This is the worst figure since April 2021, when it reached 10.25% following the COVID-19 pandemic.
Brazil's overall public sector deficit exceeded 10 percent of gross domestic product (GDP) in the 12 months through July, central bank data showed on Friday, highlighting the fiscal challenges facing Latin America's largest economy.
Pressured by a ballooning interest bill and rising public spending, the country's total 12-month deficit reached 1.13 trillion reais ($195.48 billion) in July, equivalent to 10.02% of GDP.
This is the worst figure since April 2021, when it reached 10.25% following the COVID-19 pandemic.

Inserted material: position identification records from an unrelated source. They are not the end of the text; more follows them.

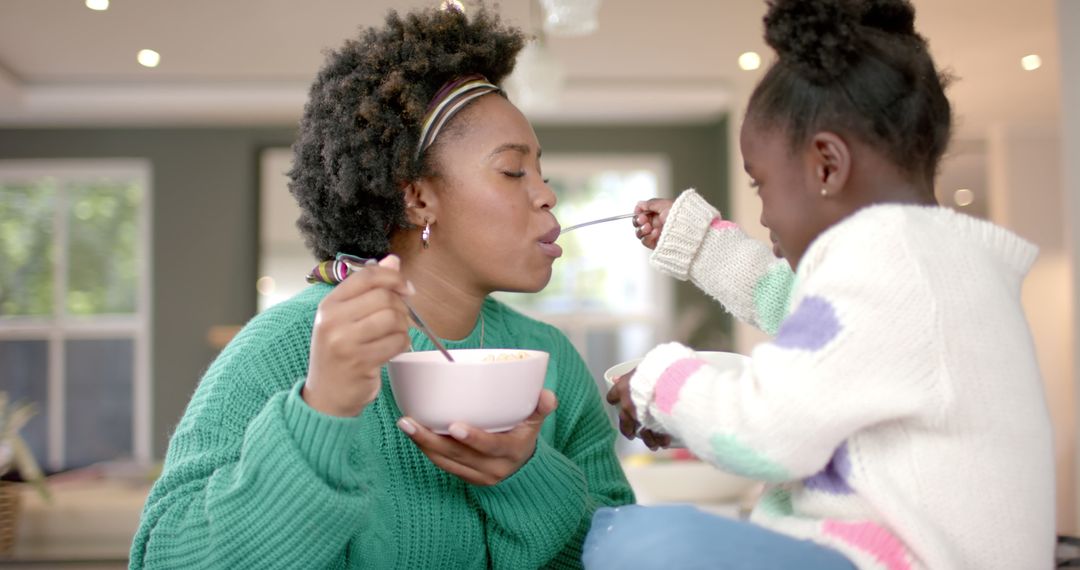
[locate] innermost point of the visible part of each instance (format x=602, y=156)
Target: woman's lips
x=551, y=248
x=548, y=242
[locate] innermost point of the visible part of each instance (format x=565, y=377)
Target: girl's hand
x=359, y=326
x=650, y=218
x=619, y=396
x=478, y=457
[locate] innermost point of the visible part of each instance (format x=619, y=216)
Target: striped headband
x=450, y=98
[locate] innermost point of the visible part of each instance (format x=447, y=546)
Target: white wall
x=1068, y=23
x=1026, y=197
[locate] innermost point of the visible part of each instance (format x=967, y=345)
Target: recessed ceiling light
x=149, y=57
x=266, y=285
x=750, y=60
x=963, y=197
x=453, y=4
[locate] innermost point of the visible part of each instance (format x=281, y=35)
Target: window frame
x=58, y=327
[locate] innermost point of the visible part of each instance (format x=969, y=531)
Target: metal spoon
x=412, y=312
x=602, y=220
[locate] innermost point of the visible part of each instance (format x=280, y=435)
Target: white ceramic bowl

The overall deficit in July alone was 101.4 billion reais, well above the 78.6 billion reais deficit expected in a Reuters poll of economists.
The primary deficit, which excludes interest payments, reached 21.3 billion reais in the month, also exceeding the 5 billion expected in the survey.
The result was driven by a primary deficit of R$11 billion from states and municipalities, while the central government recorded a negative result of R$8.6 billion and state-owned companies posted a deficit of R$1.7 billion.
The interest bill, meanwhile, amounted to R$80.1 billion in July, affected by the growth of the debt stock and associated costs, amid a reference interest rate currently at 10.50%.
Brazil's public debt as a share of GDP, considered a key indicator of solvency, rose to 78.5% in July from 77.8% the previous month, mainly due to higher interest payments, according to the central bank.
So far this year, gross debt has already increased by 4.1 percentage points.